In agreement with previous studies, treatment with metformin did not inhibit the growth of MDA-MB-231 cells cultured in hyperglycemic conditions. However, metformin significantly inhibited MDA-MB-231 growth when the cells were cultured in normoglycemic conditions. In addition, we show that metformin-treatment of MDA-MB-231 cells cultured in normoglycemic conditions and not in hyperglycemic conditions caused a striking activation of AMPK, and an AMPK-dependent inhibition of multiple molecular signaling pathways known to control protein synthesis and cell proliferation.
Our data show that normoglycemia sensitizes the triple negative MDA-MB-231 breast cancer cells to the anti-proliferative effect of metformin through an AMPK-dependent mechanism.

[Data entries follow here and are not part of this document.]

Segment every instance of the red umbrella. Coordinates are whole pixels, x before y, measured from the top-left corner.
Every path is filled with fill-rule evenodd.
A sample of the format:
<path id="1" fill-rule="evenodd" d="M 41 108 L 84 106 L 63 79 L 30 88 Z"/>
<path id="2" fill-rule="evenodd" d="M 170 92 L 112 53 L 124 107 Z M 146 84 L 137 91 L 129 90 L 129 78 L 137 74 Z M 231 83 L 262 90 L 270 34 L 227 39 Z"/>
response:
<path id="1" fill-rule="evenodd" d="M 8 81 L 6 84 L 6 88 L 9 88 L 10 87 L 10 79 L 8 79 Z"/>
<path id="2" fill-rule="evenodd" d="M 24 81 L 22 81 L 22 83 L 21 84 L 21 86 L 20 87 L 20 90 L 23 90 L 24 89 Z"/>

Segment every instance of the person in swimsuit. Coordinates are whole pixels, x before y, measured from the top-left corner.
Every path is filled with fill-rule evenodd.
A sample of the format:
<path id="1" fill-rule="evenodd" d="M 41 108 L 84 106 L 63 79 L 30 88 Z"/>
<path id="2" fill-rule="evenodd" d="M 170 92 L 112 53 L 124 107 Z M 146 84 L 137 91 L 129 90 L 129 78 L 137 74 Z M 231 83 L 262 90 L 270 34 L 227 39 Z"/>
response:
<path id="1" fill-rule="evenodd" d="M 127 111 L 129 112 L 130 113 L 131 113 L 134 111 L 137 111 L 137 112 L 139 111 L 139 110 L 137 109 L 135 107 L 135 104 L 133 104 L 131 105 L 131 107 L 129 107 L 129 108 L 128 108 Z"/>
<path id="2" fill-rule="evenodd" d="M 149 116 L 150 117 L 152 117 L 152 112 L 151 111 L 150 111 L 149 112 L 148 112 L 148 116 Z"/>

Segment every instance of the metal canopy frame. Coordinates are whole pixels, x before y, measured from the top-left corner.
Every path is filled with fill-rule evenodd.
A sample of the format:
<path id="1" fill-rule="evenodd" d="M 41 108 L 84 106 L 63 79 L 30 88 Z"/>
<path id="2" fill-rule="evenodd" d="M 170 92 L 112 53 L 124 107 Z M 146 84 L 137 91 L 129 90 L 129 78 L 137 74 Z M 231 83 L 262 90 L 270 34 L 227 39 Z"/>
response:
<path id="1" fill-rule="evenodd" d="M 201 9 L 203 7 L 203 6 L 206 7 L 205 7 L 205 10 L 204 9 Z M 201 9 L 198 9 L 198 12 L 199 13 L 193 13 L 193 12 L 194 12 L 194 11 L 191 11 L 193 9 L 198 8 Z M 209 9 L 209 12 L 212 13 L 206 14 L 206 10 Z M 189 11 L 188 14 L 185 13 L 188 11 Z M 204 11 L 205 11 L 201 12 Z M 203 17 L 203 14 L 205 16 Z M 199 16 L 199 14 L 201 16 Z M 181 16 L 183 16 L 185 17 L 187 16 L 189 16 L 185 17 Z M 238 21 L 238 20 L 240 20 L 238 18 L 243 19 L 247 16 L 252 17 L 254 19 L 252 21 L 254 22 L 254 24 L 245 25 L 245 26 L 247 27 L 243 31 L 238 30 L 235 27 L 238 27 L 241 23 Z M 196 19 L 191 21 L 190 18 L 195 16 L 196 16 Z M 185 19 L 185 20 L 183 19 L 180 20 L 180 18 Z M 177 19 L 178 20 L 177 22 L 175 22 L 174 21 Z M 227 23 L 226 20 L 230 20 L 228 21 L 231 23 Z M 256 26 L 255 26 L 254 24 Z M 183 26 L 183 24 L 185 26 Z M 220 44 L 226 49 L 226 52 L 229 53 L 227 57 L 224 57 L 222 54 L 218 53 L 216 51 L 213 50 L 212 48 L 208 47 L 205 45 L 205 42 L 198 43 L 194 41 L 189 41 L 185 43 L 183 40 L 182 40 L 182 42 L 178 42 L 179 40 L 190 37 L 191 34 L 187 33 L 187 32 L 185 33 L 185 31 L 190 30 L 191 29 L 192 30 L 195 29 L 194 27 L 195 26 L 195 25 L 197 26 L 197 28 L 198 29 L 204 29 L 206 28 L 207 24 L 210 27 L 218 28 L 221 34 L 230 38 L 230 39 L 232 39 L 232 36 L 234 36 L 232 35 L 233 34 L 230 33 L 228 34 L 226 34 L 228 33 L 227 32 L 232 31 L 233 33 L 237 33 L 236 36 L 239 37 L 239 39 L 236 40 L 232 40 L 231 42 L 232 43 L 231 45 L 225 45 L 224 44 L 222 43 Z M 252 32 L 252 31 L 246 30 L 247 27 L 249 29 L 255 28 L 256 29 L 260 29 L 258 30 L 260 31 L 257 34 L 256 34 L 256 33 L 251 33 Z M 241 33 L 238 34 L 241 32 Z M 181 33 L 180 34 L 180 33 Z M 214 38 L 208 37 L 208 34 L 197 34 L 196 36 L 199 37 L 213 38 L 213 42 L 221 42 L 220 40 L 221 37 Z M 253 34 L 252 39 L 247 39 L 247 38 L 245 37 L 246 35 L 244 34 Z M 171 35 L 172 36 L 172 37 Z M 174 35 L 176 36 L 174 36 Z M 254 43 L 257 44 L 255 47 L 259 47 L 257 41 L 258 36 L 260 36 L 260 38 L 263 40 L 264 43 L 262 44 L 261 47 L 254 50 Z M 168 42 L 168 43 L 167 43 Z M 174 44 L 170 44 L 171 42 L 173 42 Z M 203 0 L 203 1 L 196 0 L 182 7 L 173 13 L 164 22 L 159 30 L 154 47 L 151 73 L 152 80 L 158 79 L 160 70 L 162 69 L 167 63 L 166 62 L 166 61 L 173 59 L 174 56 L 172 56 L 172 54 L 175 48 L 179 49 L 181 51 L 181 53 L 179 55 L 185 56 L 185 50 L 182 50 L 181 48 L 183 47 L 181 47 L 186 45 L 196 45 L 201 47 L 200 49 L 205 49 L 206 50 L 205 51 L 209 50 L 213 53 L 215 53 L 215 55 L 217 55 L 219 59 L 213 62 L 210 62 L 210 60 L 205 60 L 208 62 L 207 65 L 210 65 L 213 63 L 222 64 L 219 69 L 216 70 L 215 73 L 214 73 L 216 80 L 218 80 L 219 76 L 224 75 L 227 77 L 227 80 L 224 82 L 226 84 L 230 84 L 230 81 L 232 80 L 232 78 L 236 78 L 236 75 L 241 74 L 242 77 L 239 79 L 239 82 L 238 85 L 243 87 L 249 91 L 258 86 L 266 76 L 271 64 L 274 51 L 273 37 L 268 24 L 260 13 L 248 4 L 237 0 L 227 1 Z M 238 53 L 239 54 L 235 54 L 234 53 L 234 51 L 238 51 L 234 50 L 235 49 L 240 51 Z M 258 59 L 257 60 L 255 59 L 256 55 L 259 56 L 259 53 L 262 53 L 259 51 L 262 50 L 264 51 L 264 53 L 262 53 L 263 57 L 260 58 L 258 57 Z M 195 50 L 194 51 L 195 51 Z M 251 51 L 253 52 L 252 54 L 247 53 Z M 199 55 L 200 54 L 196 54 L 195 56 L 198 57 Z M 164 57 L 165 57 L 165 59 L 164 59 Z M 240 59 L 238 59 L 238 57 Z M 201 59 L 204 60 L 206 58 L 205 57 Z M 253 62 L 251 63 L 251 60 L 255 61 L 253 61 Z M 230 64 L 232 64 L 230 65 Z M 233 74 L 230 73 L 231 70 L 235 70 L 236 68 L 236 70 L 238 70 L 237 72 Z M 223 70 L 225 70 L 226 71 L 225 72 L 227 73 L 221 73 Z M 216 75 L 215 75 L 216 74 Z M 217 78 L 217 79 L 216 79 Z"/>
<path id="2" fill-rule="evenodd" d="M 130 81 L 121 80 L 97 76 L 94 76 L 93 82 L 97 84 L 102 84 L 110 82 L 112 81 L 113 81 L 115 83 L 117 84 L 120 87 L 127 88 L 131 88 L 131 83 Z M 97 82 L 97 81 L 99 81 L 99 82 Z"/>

These findings suggest that tight normoglycemic control may enhance the anti-proliferative effect of metformin in diabetic cancer patients.
二甲双胍已被证明在许多乳腺癌细胞系中具有强大的抗增殖作用,主要是由于能量感应激酶——AMP激活的蛋白激酶(AMPK)的激活。MDA-MB-231细胞是侵袭性乳腺癌细胞,已知对多种抗癌药物以及二甲双胍的抗增殖作用具有抗性。由于二甲双胍是一种降血糖药物,我们推测正常血糖水平会使MDA-MB-231细胞对二甲双胍的抗增殖作用敏感。
在高血糖或正常血糖条件下,用递增浓度的二甲双胍处理MDA-MB-231细胞。通过MTT法评估二甲双胍的生长抑制作用。通过蛋白质印迹法检测参与细胞增殖的几种蛋白质的表达。
与先前的研究一致,在高血糖条件下培养的MDA-MB-231细胞用二甲双胍处理并未抑制其生长。然而,当细胞在正常血糖条件下培养时,二甲双胍显著抑制了MDA-MB-231细胞的生长。此外,我们发现,在正常血糖而非高血糖条件下培养的MDA-MB-231细胞用二甲双胍处理会导致AMPK显著激活,以及对已知控制蛋白质合成和细胞增殖的多种分子信号通路的AMPK依赖性抑制。
我们的数据表明,正常血糖通过AMPK依赖性机制使三阴性MDA-MB-231乳腺癌细胞对二甲双胍的抗增殖作用敏感。
这些发现表明,严格控制正常血糖水平可能会增强二甲双胍对糖尿病癌症患者的抗增殖作用。